At the start of the week I had a bird survey to do northeast of Penrith and Gail came along with me. It was in some plantation woodland again, but part of this site is one of my favourites as it does hold a few birds. The first few woodland compartments that we surveyed were thin on the ground bird-wise, but it improved as we went on. This part of Cumbria is good for Redstarts and we could hear at least two singing off site as well as two Song Thrushes.
There are six woodland compartments that I survey at this site varying from very small indeed up to about 3 ha in area. The last three compartments are the best and I'll call them compartments one, two and three for the sake of this blog post. Compartment one held a singing Sedge Warbler (there's a nice wet area in this compartment), two Willow Warblers and a pair of Bullfinches. This was only the second time that I had recorded Bullfinches at this site in the four years I have been doing these surveys, and the first time in this particular compartment. The second compartment was unusually quiet with only a single singing Willow Warbler of note.
Alongside compartment three is a smallish area of conifer woodland with some broad-leaves around the edge. For the past four years Buzzards have successfully nested in this woodland and each year the nest gets bigger as the birds carry out repairs and add to it. I try not to get too close, but I did notice what I assumed was the female quietly slip off the nest.
We had a pair of Tree Sparrows in this compartment and actually witnessed them mating! Only one singing Willow Warbler, but we did have a stunning male Redstart. Not that this male was particularly stunning, all Redstarts are stunning! It made me think that this compartment is crying out for some nest boxes and I have fed this back to the owner.
I then took Gail out for breakfast and after that we headed to the English Heritage property of Clifton Hall. Close by the last battle to be fought on English soil was fought at Clifton Moor in 1745 when the Jacobites returning from Derby were engaged by English forces. Gail's passion is history, so it's always a pleasure to visit an English Heritage or National Trust property, and after Clifton Hall we visited the National Trust property of Acorn Bank.
At Acorn Bank we had a walk through the woodland and it was full of bird song; Blackcaps, Willow Warblers and Chiffchaffs in the main. Numerous woodland flowers were showing and some pictures of these can be found below.

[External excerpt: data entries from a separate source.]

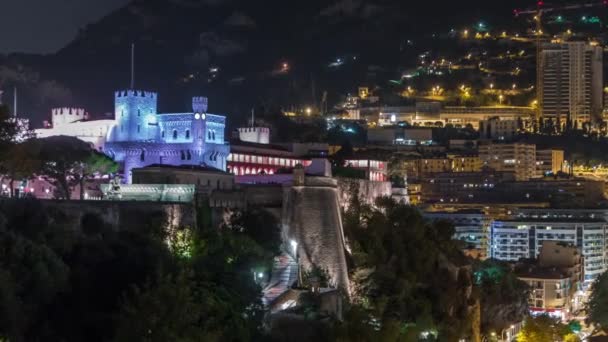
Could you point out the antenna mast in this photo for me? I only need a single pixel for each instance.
(132, 65)
(15, 102)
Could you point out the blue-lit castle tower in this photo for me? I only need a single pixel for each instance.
(142, 137)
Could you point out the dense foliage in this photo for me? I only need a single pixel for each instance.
(411, 281)
(545, 329)
(94, 283)
(65, 162)
(597, 306)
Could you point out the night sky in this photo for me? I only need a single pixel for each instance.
(44, 26)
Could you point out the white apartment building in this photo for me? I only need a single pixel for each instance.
(511, 240)
(572, 81)
(517, 158)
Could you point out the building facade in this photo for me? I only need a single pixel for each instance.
(572, 82)
(549, 162)
(512, 240)
(139, 136)
(517, 158)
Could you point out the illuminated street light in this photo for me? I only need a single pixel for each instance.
(294, 245)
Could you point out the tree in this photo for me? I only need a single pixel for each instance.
(95, 164)
(261, 226)
(21, 162)
(544, 329)
(63, 161)
(597, 306)
(167, 310)
(401, 274)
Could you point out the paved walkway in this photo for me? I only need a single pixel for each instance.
(284, 275)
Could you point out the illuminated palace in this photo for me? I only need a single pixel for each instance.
(140, 136)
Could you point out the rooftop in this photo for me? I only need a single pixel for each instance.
(198, 168)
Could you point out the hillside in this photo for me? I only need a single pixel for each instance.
(233, 51)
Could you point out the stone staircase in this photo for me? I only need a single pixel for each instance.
(284, 275)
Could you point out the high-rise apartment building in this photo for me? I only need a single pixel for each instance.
(572, 82)
(517, 158)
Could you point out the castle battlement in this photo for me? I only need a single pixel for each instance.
(135, 93)
(254, 129)
(260, 135)
(68, 111)
(65, 115)
(200, 104)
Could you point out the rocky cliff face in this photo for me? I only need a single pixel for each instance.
(312, 219)
(367, 190)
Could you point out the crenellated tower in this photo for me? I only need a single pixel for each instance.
(135, 115)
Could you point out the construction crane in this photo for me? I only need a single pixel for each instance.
(538, 15)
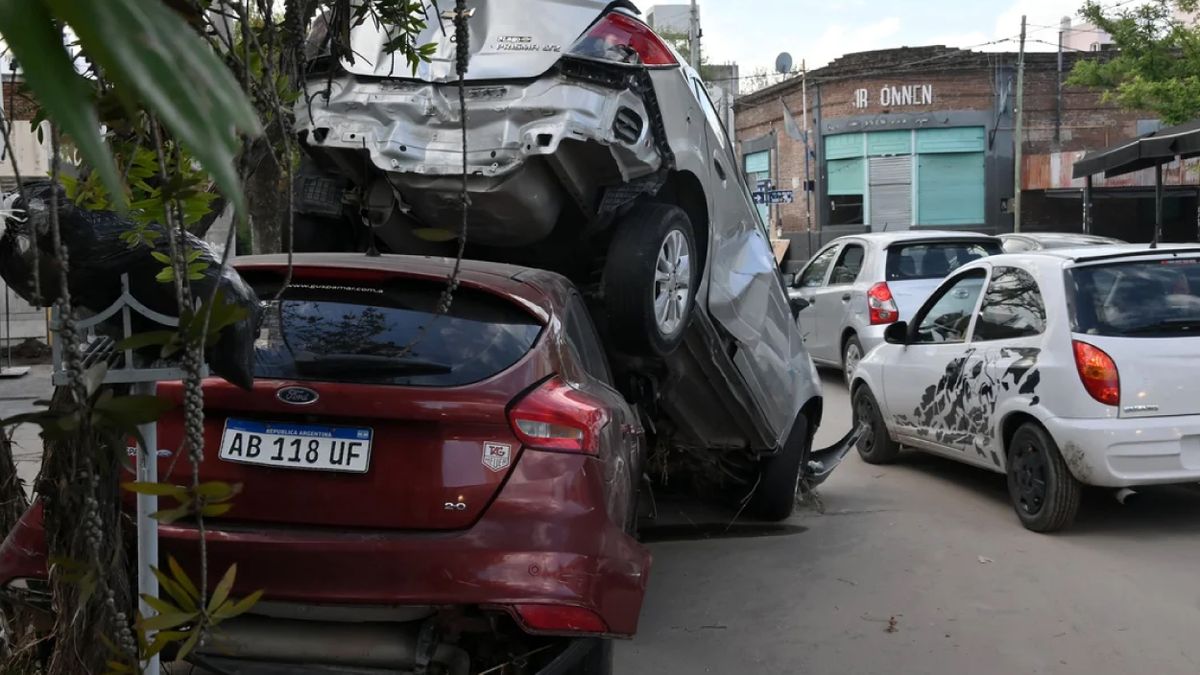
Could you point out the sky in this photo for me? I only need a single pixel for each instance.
(753, 33)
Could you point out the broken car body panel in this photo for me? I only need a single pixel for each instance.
(557, 143)
(507, 41)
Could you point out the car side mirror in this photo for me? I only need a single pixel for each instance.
(897, 333)
(797, 302)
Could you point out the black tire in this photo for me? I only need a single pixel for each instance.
(1045, 495)
(779, 476)
(876, 444)
(630, 284)
(851, 347)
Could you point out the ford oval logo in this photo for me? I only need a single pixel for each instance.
(297, 395)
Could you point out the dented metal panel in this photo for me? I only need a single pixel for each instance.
(507, 41)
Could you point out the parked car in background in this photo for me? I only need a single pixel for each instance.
(1024, 242)
(857, 286)
(1061, 369)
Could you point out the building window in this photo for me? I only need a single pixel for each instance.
(895, 179)
(757, 167)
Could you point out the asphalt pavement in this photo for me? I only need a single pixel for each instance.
(922, 567)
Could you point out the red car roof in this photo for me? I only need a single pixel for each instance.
(539, 291)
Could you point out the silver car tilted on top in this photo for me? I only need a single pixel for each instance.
(856, 286)
(593, 151)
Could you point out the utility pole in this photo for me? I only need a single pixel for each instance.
(804, 113)
(1019, 138)
(694, 36)
(1057, 115)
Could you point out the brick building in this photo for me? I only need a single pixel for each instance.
(924, 137)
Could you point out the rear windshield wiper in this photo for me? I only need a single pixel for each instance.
(328, 364)
(1167, 326)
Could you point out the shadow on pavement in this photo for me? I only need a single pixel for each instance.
(1153, 511)
(655, 533)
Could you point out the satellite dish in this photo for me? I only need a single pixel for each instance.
(784, 63)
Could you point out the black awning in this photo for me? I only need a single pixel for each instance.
(1152, 149)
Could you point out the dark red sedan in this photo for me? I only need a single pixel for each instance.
(468, 477)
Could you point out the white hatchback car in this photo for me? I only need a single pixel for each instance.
(1060, 368)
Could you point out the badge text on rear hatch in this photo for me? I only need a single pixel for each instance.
(497, 457)
(297, 395)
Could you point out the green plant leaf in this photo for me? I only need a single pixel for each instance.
(235, 608)
(156, 489)
(186, 647)
(168, 620)
(181, 578)
(216, 509)
(221, 592)
(175, 75)
(173, 590)
(29, 30)
(161, 639)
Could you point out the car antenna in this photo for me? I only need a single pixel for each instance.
(364, 210)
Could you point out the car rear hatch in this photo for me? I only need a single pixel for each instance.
(369, 410)
(509, 40)
(916, 268)
(1144, 312)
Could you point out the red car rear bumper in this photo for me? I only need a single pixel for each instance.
(546, 538)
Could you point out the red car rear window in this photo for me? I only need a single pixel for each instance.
(361, 333)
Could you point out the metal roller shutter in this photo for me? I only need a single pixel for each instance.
(891, 192)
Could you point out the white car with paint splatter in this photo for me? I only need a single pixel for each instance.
(1059, 368)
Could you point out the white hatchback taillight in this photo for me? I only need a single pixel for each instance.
(622, 39)
(881, 305)
(559, 417)
(1098, 372)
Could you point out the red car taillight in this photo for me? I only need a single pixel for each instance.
(561, 619)
(559, 417)
(624, 40)
(881, 304)
(1098, 372)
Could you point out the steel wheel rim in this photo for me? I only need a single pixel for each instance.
(1030, 478)
(864, 414)
(672, 282)
(853, 354)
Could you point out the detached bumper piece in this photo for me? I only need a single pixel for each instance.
(822, 463)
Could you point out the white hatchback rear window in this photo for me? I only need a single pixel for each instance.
(1143, 298)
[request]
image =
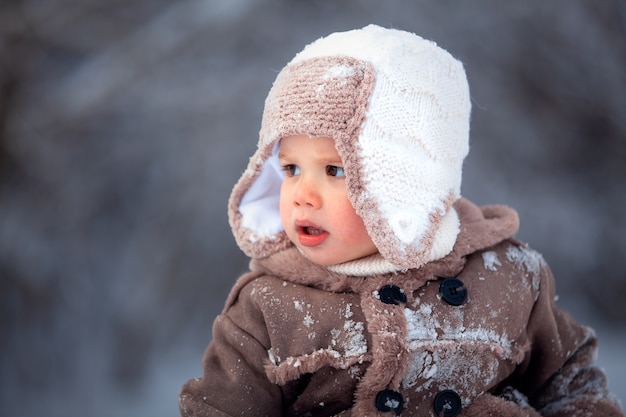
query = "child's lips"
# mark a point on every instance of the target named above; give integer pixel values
(309, 234)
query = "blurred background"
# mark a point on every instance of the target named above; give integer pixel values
(125, 123)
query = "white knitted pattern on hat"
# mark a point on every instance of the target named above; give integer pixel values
(414, 138)
(398, 109)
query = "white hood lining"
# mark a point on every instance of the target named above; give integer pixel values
(260, 206)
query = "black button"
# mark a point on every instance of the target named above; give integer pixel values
(388, 400)
(452, 291)
(390, 294)
(447, 403)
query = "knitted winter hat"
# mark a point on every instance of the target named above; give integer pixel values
(398, 109)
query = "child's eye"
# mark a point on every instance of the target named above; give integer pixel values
(291, 170)
(335, 171)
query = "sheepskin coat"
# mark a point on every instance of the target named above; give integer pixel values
(296, 339)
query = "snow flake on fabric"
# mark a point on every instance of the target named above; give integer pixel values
(444, 349)
(528, 261)
(491, 261)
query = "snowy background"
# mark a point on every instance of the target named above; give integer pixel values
(125, 123)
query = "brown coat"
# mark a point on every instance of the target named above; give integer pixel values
(297, 340)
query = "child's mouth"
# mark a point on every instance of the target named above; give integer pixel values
(310, 235)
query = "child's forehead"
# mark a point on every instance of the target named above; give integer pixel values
(307, 145)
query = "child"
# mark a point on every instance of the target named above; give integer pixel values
(375, 289)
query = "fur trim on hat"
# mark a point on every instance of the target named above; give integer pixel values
(398, 109)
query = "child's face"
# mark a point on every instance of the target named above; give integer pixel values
(314, 207)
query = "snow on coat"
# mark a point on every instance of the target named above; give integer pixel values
(295, 339)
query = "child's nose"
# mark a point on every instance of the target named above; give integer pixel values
(308, 194)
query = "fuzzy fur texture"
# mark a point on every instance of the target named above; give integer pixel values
(296, 339)
(398, 109)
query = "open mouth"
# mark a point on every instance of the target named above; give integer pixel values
(310, 234)
(312, 231)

Later in the week I was at another plantation woodland survey site in the North Pennines to the east of Kirkby Stephen. Nothing too outstanding but I did have three singing Willow Warblers, two displaying Curlews, a Song Thrush carrying food, three Lesser Redpolls, a pair of Bullfinches (first for the site), singing Mistle Thrush, a Great Spotted Woodpecker, singing Blackcap and a displaying Lapwing.
I was hoping to get into one of the reedbeds at the Obs this weekend to do some ringing and I called this morning to check the water levels. The forecast had looked good this morning for a fall of migrants, but sadly I had other commitments. My hunch was confirmed by Ian when he phoned to tell me that the Obs was 'dripping' with migrants!
I had a quick look at the pools to see if I could get in and I could, but there was still a little too much water to operate mist nets safely. Never mind, I'll just have to go birding in the morning instead! It was obvious that there had been an arrival of migrants as I had five Whitethroats, a Blackcap, four Cetti's Warblers, six Sedge Warblers, three Reed Warblers and two Grasshopper Warblers.
On the pools were six Tufted Ducks, a pair of Greylag Geese with four young, seven adult Coots with 14 young in total, a Great Crested Grebe and two Little Grebes.
It's looking good for some vis in the morning, and my moth trap is set, so hopefully I should have something to report tomorrow!